Aber ist klar, dass dir in einem BMX Forum zum BMX geraten wird.

Im EInsteigerthread stehen eine Menge guter Räder.


----------



## simeondäschler (13. Februar 2007)

wie viel wiegt die 2007er jane denn eigentlich?? kann nirendwo angaben finden.


----------



## Aceface (13. Februar 2007)

simeondäschler schrieb:


> wie viel wiegt die 2007er jane denn eigentlich?? kann nirendwo angaben finden.

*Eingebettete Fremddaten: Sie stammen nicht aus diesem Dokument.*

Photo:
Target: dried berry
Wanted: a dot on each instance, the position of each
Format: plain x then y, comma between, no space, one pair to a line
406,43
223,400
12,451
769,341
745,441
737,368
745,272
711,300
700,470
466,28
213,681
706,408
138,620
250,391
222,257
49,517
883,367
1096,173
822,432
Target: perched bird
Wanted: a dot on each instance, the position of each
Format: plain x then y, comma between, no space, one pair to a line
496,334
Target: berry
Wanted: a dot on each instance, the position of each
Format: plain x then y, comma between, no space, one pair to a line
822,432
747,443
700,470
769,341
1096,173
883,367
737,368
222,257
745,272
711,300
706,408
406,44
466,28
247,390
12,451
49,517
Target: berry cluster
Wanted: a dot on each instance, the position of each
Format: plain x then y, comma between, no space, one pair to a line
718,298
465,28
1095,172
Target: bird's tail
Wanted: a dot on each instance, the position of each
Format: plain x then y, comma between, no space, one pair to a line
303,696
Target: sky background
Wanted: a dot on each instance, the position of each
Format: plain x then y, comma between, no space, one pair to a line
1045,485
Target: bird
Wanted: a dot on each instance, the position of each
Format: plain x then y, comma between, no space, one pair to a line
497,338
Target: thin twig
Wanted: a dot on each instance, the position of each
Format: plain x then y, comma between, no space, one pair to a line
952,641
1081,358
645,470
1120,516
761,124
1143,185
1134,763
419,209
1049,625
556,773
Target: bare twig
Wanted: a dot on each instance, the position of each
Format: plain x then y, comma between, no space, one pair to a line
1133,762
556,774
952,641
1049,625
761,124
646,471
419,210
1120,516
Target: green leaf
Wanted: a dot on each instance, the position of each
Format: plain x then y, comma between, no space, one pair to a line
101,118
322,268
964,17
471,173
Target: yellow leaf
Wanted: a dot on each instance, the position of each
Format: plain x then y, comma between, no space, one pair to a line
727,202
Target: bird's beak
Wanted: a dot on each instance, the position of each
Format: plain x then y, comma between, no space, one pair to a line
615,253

weight 27.35 lbs. (Without pegs) -> laut Eastern


----------



## yamseq (13. Februar 2007)

27.35 pounds = 12.4057513 kilograms


----------



## rheinberg hc (2. März 2007)

eastern bikes jane is voll das supa rad! fahre auch ein eastern und komm damit super klar!


----------



## K3KZ (5. März 2007)

Hey Jungs!
Ich hab n ähnliches Problem:
Also ich bin bis jetzt MTB (getunetes "tourenrad") auf street + dirt gefahren.
Und gestern bin ich auf nem BMX von nem Kumpl gefahren und hab gemerkt,dass des eigentlich voll Bock macht!
Jetz meine Frage: Ist jemand von euch auch von mtb auf BMX umgestiegen und kann mir die anfänglichen umstiegsprobleme sagen ODER is des voll assi von mtb jetz so plötzlich auf BMX umzusteigen??????
Ich hab grad KP!
Also wenn ihr mir helfen könntet,wär echt cool 
greez+ big thx
Michi


----------



## MTB-News.de




----------



## BenjaminB (5. März 2007)

ich hatte eigentlich garkeine umstiegsprobleme. ein paar stunden fahren und es lief. nur hatte ich respekt die großen sprünge wieder zu machen, aber wenn man sich einmal überwunden hat gehts auch. beim schnellen kurven vielleicht etwas auf den extrem kleinen grenzbereich achten und ansonsten einfach fahren, dann hat man den dreh schnell raus


----------



## Lizard.King (5. März 2007)

ja geht mir genauso, ich bin seit einer woche auf dem bmx unterwegs, vor hohen bunnyhops hab ich "respekt" und dirten mit der kiste kann ich mir noch nicht so ganz vorstellen, aber nach en paar stunden einfahrzeit ist es einfach wunderbar. wenn du dich danach wieder auf ein mtb setzt denkste du sitzt auf nem fully.
an anfang hat man ein bisschen handgelenksschmerzen aber legt sich alles schnell wieder 
also kanns nur empfehlen, ein mtb hat auf der strasse nix verloren


----------



## RISE (5. März 2007)

Die "Angst" vor hohen Bunnyhops hatte ich auch erst und jetzt kann die Muppe nicht mehr genug nach oben gehen...


----------



## K3KZ (5. März 2007)

Also ihr hattet net i-wie probleme????
Weil ich kann mich net entscheiden,ob ich des eastern(26) Nighttrain 26"
Oder n BMX nehm...........
Mein local dealer hätte mir eins von wtp angebote,kann man der Marke vertrauen?Oder sollte ich mir wenn dann  glei was im i-net bestellen?
greetz+thx
Michi


----------



## Son (5. März 2007)

welches wtp?
ich würde zum jane greifen


----------



## K3KZ (5. März 2007)

KP  Es is vorne schwarz und wird nach hinten hin so dunkelgrün und des gibts auch in grau 
greez


----------



## MTB-News.de




----------



## BenjaminB (5. März 2007)

.


----------



## K3KZ (6. März 2007)

Ich hab jetz rausgekriegt,was des fürn WTP is: des is des 4session!
Is des gut??????
greez+thx Michi


----------



## K3KZ (6. März 2007)

Uuups,ich meinte 4 seasons!


----------



## Son (6. März 2007)

4seasons? is gut, was solls kosten?


----------



## K3KZ (6. März 2007)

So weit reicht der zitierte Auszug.